Thursday, December 22, 2011

It Is Unbeliveable How We As Country Can Not Learn By Other Country's Mistakes. Our Belief In American Exceptialism At Work.


How Have We Become the United States of Fear?

by: Mark Karlin, Truthout | Interview

(Image: Haymarket Books)


Mark Karlin: Your last chapter in so many ways embodies what you have covered in TomDispatch, and what is at the core of our crisis of democracy today: imperial decline. When did our American empire begin to implode?
Tom Engelhardt: Well, I have no doubt that, economically speaking, we've been losing traction for quite a while on that downhill slope, but a crucial "moment" was certainly Washington's decision to follow what I call "the Soviet path." After all, in those last years of the Cold War, the Soviet Union, the far weaker of the two superpowers, threw money into its military while its deficits rose and its infrastructure crumbled - and of course it got mired in a terrible war, a "bleeding wound," in Afghanistan.
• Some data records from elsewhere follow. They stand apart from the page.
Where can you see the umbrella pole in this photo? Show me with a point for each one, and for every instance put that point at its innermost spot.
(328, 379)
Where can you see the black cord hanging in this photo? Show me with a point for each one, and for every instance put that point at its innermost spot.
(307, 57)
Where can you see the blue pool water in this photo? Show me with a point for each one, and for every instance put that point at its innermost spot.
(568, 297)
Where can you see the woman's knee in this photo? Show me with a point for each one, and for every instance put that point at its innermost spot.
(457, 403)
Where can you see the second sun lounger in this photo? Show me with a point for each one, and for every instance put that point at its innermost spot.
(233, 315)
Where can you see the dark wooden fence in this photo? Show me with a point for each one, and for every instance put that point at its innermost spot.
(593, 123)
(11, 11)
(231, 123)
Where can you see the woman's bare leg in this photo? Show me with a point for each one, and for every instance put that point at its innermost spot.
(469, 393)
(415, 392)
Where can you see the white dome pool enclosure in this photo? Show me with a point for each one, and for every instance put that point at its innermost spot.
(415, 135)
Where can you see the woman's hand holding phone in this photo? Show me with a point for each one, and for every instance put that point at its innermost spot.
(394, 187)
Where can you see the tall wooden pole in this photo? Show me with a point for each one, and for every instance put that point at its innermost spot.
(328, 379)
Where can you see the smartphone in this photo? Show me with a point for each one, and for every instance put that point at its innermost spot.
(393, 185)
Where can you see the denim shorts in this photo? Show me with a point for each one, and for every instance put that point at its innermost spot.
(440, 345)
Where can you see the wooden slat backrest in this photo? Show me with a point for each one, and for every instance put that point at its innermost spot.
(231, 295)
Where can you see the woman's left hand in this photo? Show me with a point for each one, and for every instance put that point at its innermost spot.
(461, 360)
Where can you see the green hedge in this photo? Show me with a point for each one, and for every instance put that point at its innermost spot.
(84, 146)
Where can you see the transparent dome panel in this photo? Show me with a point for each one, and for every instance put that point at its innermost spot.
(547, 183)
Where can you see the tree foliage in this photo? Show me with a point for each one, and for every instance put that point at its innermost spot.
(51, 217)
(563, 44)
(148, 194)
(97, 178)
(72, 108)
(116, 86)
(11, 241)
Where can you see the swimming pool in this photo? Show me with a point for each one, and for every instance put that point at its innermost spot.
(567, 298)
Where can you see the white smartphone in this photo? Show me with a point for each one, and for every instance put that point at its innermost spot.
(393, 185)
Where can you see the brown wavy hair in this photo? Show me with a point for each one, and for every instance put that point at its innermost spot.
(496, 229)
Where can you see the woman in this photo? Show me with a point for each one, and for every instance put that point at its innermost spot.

It all sounds eerily familiar, no? Washington's decision, in its moment of Cold War triumph, to follow essentially the same path and the Bush administration's wild belief that it could drive U.S. military power unilaterally into the heart of the Greater Middle East and establish a Pax Americana there (the invasions of Afghanistan and Iraq were only supposed to be the beginning of the process) had a similar effect. Now, of course, we have soaring deficits, rotting infrastructure and unending war in Afghanistan (and elsewhere). It could give you the chills.
MK: How is the instigation of a state of national fear tied into the effort to maintain empire?
TE: I think that the real thing it's tied into is an effort over this last decade to turn what I call the "national security complex" into America's growth industry. Fear - of terrorism and nothing else - has been the "drug" that has powered the national security state to heights and a size it never reached when it had a genuine superpower enemy with a nuclear arsenal. Today, the intelligence bureaucracy dwarfs what existed in the Cold War era; the Pentagon budget is so much larger and so on. Give credit where it's due: it's been quite a feat based on remarkably little when you think about it.